THRILLER; 1hr 25min (Korean with subtitles)

STARRING: Ah-in Yoo, Steven Yeun, Jong-seo Jun

Yearning: Yoo


Lee Jongsu (Yoo) is a country boy who despises his criminal father and drifts through life alone as a delivery man. He’s a feeling soul—having studied creative writing in college, his favourite author is William Faulkner—and he’s out of his depth from day one when he re-connects with the mercurial Haemi (Jun). The two attended school together, although according to Haemi, Jongsu shunned her at the time. Bearing no visible grudge, Haemi first convinces Jongsu to feed her (apparently invisible) cat while she travels to Africa in search of spiritual meaning, then seduces him with the insouciant ease of an instinctual coquette. The reclusive Jongsu is hooked and reeled.

 

Haemi’s not feeling it, more’s the pity: when she returns home to Seoul, it’s with the kind of guy in tow who’d cause any smitten man’s heart to plummet. Porsche-driving Ben (Yeun) is smooth, handsome and seriously rich (exactly by what means, he’s casually loath to explain), leaving Jongsu a sitting duck for disappointment. Puzzlingly, Ben seems to take a shine to his crushed and socially inept rival, with whom he appears to have nothing in common. The men and their blithely uncaring love object make an uncomfortable threesome, whose permutations darken when Ben reveals himself to Jongsu as an arsonist and Haemi disappears.

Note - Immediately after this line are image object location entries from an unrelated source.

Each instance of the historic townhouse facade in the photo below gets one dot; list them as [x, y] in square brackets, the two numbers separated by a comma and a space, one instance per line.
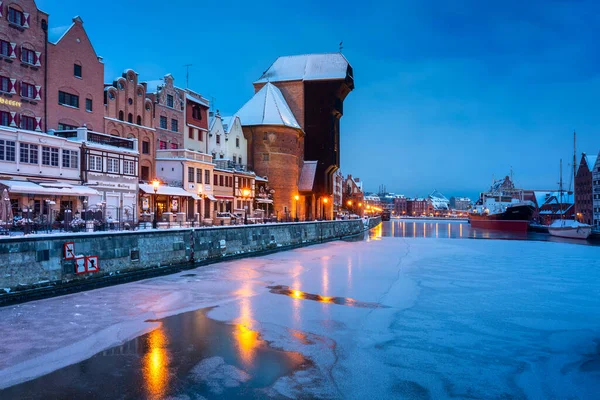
[195, 134]
[128, 114]
[167, 113]
[76, 81]
[23, 65]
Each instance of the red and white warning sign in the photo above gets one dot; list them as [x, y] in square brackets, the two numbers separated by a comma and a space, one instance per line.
[69, 250]
[79, 264]
[91, 264]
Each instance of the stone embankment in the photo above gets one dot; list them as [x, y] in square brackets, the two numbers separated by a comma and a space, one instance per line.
[38, 266]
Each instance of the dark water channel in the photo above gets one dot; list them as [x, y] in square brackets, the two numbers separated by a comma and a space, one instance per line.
[188, 355]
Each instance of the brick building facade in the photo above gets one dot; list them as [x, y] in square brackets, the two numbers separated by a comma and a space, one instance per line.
[76, 84]
[167, 113]
[23, 70]
[128, 114]
[584, 202]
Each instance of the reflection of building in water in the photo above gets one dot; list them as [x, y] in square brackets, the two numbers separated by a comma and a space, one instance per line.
[155, 364]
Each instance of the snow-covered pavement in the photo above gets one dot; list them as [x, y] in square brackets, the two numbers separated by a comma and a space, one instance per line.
[456, 318]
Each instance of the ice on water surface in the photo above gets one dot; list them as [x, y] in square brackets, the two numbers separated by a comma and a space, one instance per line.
[455, 318]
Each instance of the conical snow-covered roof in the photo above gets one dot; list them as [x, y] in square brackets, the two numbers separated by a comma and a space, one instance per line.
[267, 107]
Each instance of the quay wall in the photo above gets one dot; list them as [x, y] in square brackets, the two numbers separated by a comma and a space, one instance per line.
[29, 262]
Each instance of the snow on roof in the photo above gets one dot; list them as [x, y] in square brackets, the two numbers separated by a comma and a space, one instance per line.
[267, 107]
[306, 67]
[307, 176]
[152, 86]
[56, 34]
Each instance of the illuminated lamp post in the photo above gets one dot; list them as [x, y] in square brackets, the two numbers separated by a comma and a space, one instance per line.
[155, 185]
[246, 195]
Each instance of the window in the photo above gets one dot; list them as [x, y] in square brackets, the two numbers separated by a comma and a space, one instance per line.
[50, 156]
[94, 161]
[66, 127]
[7, 150]
[5, 118]
[5, 48]
[28, 153]
[16, 17]
[67, 99]
[5, 84]
[28, 56]
[129, 167]
[112, 165]
[196, 113]
[27, 90]
[28, 123]
[145, 173]
[71, 159]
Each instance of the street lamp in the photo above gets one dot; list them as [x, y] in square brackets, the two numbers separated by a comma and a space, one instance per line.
[246, 195]
[155, 185]
[325, 200]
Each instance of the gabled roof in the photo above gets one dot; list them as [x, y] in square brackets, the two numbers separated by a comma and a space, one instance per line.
[307, 67]
[267, 107]
[307, 176]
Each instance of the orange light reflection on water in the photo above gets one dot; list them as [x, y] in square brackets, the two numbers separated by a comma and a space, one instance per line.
[156, 365]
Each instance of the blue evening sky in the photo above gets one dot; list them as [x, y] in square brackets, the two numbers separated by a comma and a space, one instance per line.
[448, 93]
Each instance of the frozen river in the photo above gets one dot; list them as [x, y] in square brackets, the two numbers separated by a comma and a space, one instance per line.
[386, 317]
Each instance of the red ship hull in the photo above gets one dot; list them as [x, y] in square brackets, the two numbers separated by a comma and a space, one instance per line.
[499, 224]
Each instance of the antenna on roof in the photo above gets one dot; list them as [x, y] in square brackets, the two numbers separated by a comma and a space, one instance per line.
[187, 75]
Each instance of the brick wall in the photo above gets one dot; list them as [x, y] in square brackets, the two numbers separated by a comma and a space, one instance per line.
[75, 48]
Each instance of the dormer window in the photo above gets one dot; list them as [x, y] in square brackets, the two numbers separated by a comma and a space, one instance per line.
[18, 18]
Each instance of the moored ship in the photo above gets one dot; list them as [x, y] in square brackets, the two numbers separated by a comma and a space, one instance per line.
[502, 208]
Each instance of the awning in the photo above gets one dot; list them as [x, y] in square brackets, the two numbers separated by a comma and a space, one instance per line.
[49, 188]
[166, 190]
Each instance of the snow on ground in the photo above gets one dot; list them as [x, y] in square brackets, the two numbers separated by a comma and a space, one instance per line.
[464, 318]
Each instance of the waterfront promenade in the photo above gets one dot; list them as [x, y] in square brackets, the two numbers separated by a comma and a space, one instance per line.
[383, 317]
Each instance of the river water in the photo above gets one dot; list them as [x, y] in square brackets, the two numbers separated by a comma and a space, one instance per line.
[406, 312]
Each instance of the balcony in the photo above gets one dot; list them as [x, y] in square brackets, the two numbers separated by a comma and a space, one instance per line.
[184, 154]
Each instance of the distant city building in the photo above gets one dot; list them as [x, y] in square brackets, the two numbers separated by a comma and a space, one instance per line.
[76, 81]
[128, 114]
[583, 189]
[460, 203]
[596, 192]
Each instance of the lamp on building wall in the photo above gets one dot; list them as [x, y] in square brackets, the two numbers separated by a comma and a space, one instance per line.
[155, 185]
[246, 195]
[296, 197]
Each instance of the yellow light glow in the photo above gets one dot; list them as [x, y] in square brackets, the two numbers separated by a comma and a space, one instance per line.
[155, 365]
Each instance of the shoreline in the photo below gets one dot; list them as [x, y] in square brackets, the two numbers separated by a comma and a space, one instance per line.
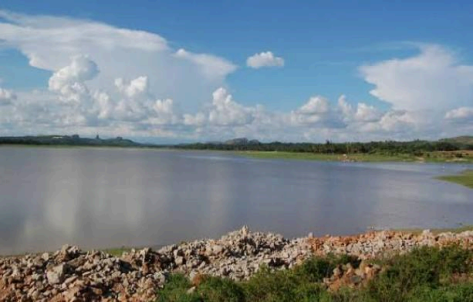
[433, 157]
[71, 273]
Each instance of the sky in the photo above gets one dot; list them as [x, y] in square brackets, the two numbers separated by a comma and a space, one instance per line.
[179, 71]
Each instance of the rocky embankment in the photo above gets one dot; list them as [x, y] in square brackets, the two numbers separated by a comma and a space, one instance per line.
[74, 275]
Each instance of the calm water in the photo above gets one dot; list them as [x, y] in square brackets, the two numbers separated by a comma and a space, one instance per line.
[113, 197]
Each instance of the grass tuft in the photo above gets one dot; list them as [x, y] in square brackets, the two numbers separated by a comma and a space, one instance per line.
[426, 274]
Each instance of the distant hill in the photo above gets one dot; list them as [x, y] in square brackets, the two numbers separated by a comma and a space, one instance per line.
[466, 139]
[66, 140]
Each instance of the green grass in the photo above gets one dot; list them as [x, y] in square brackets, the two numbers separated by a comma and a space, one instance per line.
[328, 157]
[457, 230]
[426, 274]
[464, 179]
[435, 157]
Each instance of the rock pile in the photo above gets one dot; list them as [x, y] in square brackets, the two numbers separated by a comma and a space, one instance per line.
[385, 243]
[74, 275]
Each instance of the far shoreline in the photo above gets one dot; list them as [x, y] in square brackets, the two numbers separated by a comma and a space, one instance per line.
[277, 155]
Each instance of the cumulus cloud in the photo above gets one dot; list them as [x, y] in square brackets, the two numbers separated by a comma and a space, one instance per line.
[50, 42]
[462, 113]
[223, 111]
[212, 66]
[69, 80]
[433, 79]
[264, 59]
[6, 96]
[132, 83]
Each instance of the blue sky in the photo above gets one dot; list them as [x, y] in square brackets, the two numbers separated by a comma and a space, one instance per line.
[324, 45]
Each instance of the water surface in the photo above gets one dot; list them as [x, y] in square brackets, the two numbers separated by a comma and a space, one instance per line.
[99, 198]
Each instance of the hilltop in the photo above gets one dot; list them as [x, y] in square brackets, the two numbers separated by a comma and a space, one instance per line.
[465, 139]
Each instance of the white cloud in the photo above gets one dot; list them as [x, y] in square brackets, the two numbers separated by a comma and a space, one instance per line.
[68, 81]
[211, 65]
[462, 113]
[6, 96]
[433, 79]
[132, 83]
[315, 105]
[264, 59]
[50, 42]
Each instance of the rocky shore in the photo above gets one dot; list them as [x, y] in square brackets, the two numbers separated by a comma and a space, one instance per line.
[71, 274]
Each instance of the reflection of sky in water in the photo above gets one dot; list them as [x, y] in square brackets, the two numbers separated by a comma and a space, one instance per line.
[114, 197]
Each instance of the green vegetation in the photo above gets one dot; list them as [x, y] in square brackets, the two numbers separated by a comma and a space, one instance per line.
[454, 150]
[465, 178]
[328, 157]
[426, 274]
[460, 229]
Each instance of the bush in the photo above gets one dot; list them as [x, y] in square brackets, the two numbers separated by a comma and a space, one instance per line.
[422, 268]
[425, 274]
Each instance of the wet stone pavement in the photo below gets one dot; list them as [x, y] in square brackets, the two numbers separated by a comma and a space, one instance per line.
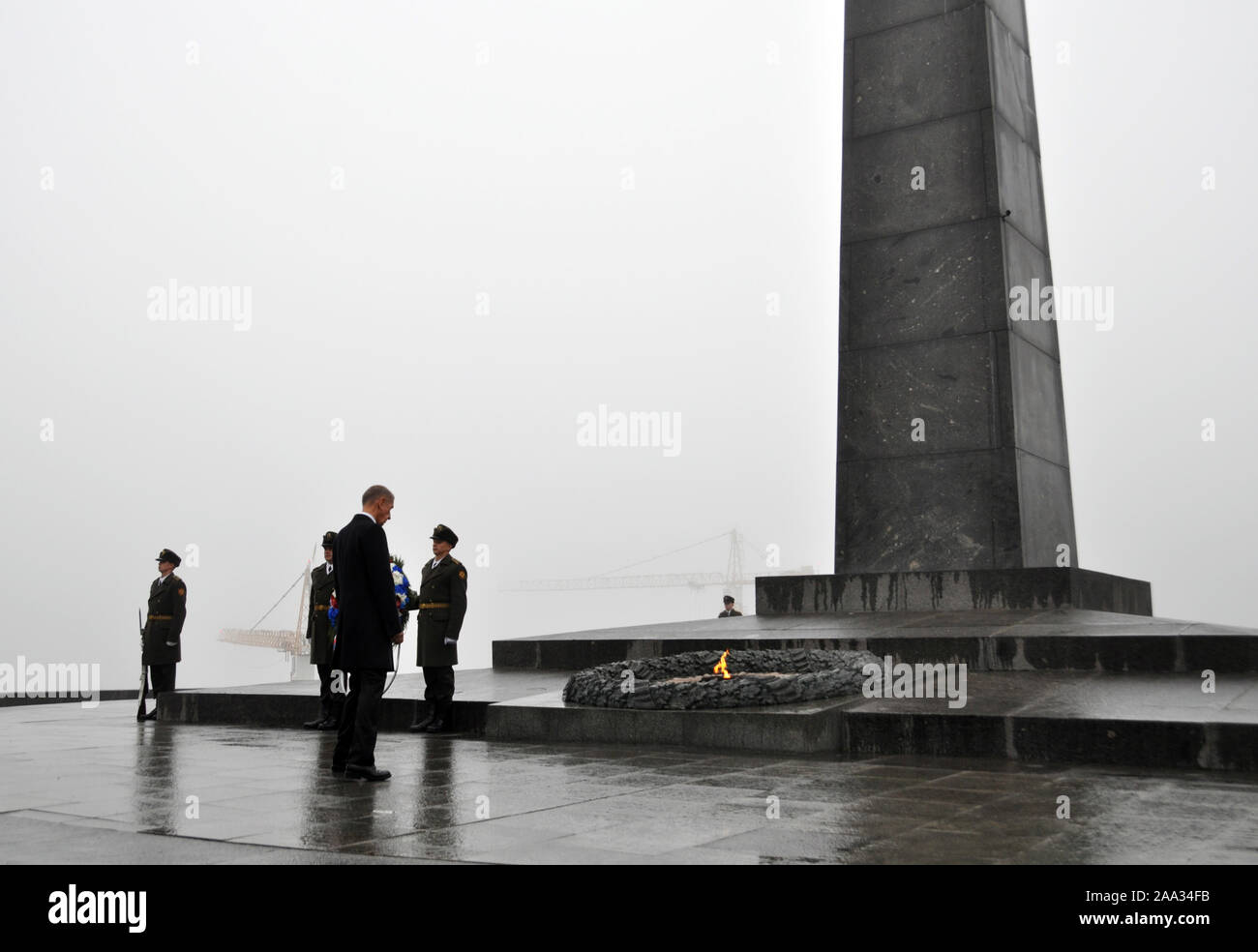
[93, 787]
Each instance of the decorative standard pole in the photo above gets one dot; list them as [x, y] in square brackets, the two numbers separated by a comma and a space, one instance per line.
[954, 481]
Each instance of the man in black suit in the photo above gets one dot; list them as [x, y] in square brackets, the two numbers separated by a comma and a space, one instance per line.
[368, 628]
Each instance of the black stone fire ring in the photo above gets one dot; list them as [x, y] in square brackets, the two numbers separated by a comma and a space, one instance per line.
[686, 682]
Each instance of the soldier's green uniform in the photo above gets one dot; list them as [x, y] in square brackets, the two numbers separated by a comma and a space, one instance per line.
[443, 601]
[318, 630]
[440, 605]
[167, 608]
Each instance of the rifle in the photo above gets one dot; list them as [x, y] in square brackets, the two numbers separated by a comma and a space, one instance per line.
[142, 713]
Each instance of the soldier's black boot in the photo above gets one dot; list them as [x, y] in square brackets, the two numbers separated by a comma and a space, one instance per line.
[423, 722]
[440, 718]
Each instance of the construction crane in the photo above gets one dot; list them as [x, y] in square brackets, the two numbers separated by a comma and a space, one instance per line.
[293, 642]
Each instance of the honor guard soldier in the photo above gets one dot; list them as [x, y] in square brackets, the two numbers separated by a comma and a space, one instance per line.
[441, 604]
[318, 632]
[167, 607]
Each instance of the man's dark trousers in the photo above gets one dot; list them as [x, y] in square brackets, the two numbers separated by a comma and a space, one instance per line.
[360, 721]
[164, 678]
[438, 682]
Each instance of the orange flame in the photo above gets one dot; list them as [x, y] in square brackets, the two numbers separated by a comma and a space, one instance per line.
[721, 668]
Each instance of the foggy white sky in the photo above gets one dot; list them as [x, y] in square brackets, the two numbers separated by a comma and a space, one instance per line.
[485, 276]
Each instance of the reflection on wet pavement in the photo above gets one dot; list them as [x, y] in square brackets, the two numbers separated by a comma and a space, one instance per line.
[87, 787]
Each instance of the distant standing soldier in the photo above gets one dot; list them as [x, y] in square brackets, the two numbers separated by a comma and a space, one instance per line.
[167, 607]
[441, 604]
[318, 630]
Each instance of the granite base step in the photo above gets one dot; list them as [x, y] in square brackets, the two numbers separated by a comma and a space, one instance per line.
[1144, 721]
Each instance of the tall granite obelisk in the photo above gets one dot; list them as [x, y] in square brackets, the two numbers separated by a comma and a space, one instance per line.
[952, 463]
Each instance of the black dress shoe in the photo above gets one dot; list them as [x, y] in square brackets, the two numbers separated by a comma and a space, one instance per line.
[356, 772]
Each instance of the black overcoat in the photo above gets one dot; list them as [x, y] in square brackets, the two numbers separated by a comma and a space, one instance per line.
[365, 598]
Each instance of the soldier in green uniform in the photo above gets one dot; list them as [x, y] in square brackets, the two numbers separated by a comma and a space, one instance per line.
[441, 603]
[318, 632]
[167, 607]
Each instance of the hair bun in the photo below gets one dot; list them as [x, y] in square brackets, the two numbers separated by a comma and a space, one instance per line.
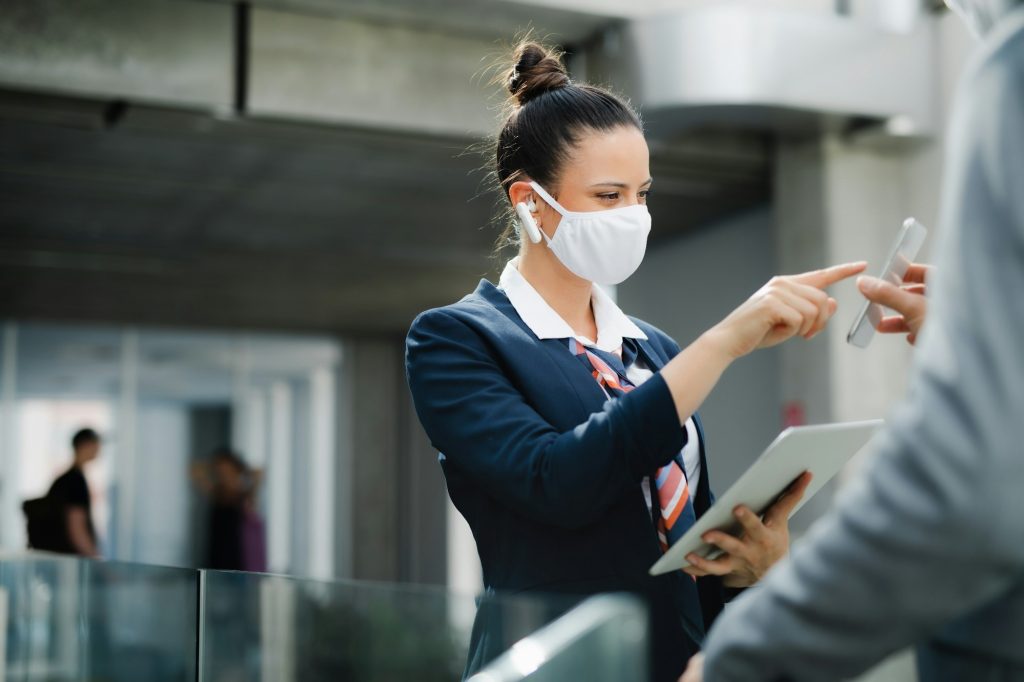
[537, 71]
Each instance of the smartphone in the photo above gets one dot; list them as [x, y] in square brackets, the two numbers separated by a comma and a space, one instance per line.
[908, 242]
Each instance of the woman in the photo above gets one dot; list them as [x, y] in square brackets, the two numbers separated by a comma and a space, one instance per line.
[568, 431]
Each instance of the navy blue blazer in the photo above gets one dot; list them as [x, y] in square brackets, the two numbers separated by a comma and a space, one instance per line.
[546, 469]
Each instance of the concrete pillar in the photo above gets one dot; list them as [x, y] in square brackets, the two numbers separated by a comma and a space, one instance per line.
[391, 499]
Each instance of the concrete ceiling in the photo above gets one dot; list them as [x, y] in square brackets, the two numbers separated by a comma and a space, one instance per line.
[120, 213]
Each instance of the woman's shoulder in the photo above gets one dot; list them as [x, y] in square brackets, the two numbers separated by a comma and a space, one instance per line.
[656, 337]
[470, 307]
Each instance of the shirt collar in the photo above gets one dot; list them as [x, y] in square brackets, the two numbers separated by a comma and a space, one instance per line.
[612, 325]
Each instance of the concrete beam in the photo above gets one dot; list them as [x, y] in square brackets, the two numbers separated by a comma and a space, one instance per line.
[368, 74]
[145, 50]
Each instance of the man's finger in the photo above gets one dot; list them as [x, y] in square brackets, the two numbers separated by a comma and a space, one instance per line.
[720, 566]
[916, 273]
[754, 527]
[829, 275]
[893, 325]
[780, 511]
[728, 544]
[887, 294]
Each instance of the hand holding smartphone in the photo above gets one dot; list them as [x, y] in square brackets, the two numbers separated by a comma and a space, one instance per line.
[908, 243]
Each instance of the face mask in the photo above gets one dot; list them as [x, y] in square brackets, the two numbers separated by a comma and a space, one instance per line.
[605, 247]
[981, 15]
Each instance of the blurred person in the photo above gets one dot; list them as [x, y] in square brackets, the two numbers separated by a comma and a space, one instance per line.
[926, 546]
[236, 538]
[908, 301]
[567, 431]
[70, 498]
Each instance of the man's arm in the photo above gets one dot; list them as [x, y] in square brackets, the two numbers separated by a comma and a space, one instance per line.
[78, 531]
[932, 529]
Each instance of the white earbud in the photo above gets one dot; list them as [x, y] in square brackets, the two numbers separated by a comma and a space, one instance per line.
[525, 213]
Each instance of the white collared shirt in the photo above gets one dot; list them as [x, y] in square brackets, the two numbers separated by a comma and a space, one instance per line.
[612, 327]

For Jongsu, alone once again on the sidelines, possibilities blur into fevered speculation.

 

With patient artistry and cryptic work from his ensemble cast, South Korean director Lee Chang-dong’s adaptation of Haruki Murakami’s 1983 short story “Barn Burning” shades in mood with almost imperceptible strokes. Little by little, Jongsu’s innocuous world deepens into a den of shadows. Has he tipped into covetous paranoia? Is Ben a harmless dilettante or wholly evil? Did Haemi fall or was she pushed? When ambiguity is both the means to an end and the thunderbolt of the end itself, the questions it raises will always be more compelling than any potential answer.